I write all this, because this has been a common theme in my writing for a while, this idea that culture, popular or otherwise, matters, and it matters a hell of a lot. I can only speak for myself, but I suspect others have felt this as well, this feeling that what we love is somehow frivolous or without any real value. I grew up in a small Midwestern town that didn’t offer good arts education, because it simply wasn’t valued. It’s stunted my artistic growth and made it harder to be the adult person I would like to be. I grew up in an environment where my passion for film and music was belittled and seen as just “entertainment.” I know that’s not an uncommon experience, and I know it’s often people who love us deeply that discourage us, because they want our lives to be safe. They don’t want to see us fail. As overwrought and pretentious as this sounds, I make it my mission in life to tell you that that’s a giant, giant load of crap. Art, literature, film, music, these are the things that enrich life in ways we can’t quite comprehend, but we can feel in our souls. They are vital. Never forget that early humans were creating their art by painting their stories on cave walls long before we ever invented the abacus. Art predates accounting by centuries.

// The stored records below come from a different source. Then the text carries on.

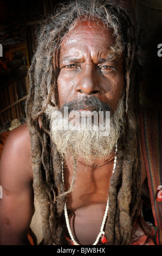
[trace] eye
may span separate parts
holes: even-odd
[[[66,66],[64,66],[62,68],[64,68],[66,69],[77,69],[79,68],[79,66],[77,64],[70,64],[67,65]]]

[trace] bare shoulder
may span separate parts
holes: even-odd
[[[27,124],[14,129],[9,134],[1,159],[1,169],[13,165],[17,170],[32,178],[30,139]]]

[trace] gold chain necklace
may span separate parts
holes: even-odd
[[[114,173],[115,171],[115,169],[116,167],[116,164],[117,162],[117,152],[118,152],[118,144],[117,144],[117,141],[116,141],[116,144],[115,146],[115,158],[114,158],[114,167],[113,167],[113,174]],[[64,184],[64,175],[63,175],[63,162],[61,162],[61,166],[62,166],[62,181],[63,183]],[[106,207],[105,211],[105,214],[103,216],[103,221],[102,222],[101,229],[99,234],[98,234],[97,238],[95,240],[95,241],[93,243],[92,245],[96,245],[100,240],[100,239],[101,237],[101,242],[102,243],[105,243],[107,242],[107,240],[106,238],[105,237],[105,231],[103,231],[104,229],[104,226],[106,223],[107,216],[107,214],[108,214],[108,198],[107,199],[107,204],[106,204]],[[65,202],[64,204],[64,216],[65,216],[65,220],[66,222],[66,224],[67,227],[68,228],[68,230],[69,232],[69,234],[70,235],[70,238],[72,241],[73,242],[74,244],[75,245],[80,245],[79,243],[78,243],[74,239],[74,237],[73,235],[71,228],[70,228],[70,225],[69,221],[69,217],[68,217],[68,211],[67,211],[67,205],[66,203]]]

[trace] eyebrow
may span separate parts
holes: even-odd
[[[81,61],[82,58],[77,58],[73,56],[67,56],[65,57],[64,58],[63,58],[62,59],[61,59],[60,60],[60,62],[66,62],[66,61],[70,61],[72,62],[80,62]],[[99,63],[104,63],[105,62],[118,62],[117,60],[116,59],[102,59],[102,58],[99,58],[98,59],[98,62]]]

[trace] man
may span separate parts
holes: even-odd
[[[2,244],[28,243],[34,194],[43,244],[160,243],[160,227],[141,216],[135,41],[126,11],[111,1],[72,1],[42,27],[29,72],[28,125],[12,132],[2,156]],[[102,112],[105,128],[110,113],[108,134],[95,121]],[[80,129],[80,118],[88,123],[92,113],[91,129]]]

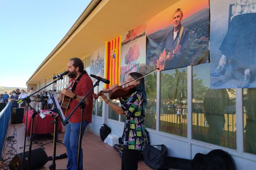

There are, however, accountants who would point to their wealth to prove success, but I would argue vehemently that Paul McCartney’s vast personal fortune is overshadowed by his contribution to the arts and, ultimately, to our lives. Think about this: it’s not an easy thing to take a loved one who’s wheelchair bound to places. Many wheelchair-bound people would simply rather stay inside. Yet last night, people made the extra effort to make sure their elderly friends and family members got one last chance to hear these songs again. Families made it a point to hear these songs together. Parents thought it was important to share this experience with their kids. I guarantee you that nobody has every done the extra work to transport a disabled elderly friend or relative, so they can get one last look at a bank or an office building. Why do we make mix tapes for people? It’s because there are pop songs that can convey our hearts better than we can articulate with our own words.

Last night, Paul McCartney reminded us what it means to be human and he did it with a guitar in his hand and classic pop song craft he helped invent. Don’t give up on your art. Don’t let anybody allow you to feel that your life’s work is unimportant or trivial. Culture is important, and it’s vital. Collective experience is important, and it’s vital.

Or as Paul would say, “And, in the end, the love you take is equal to the love you make.”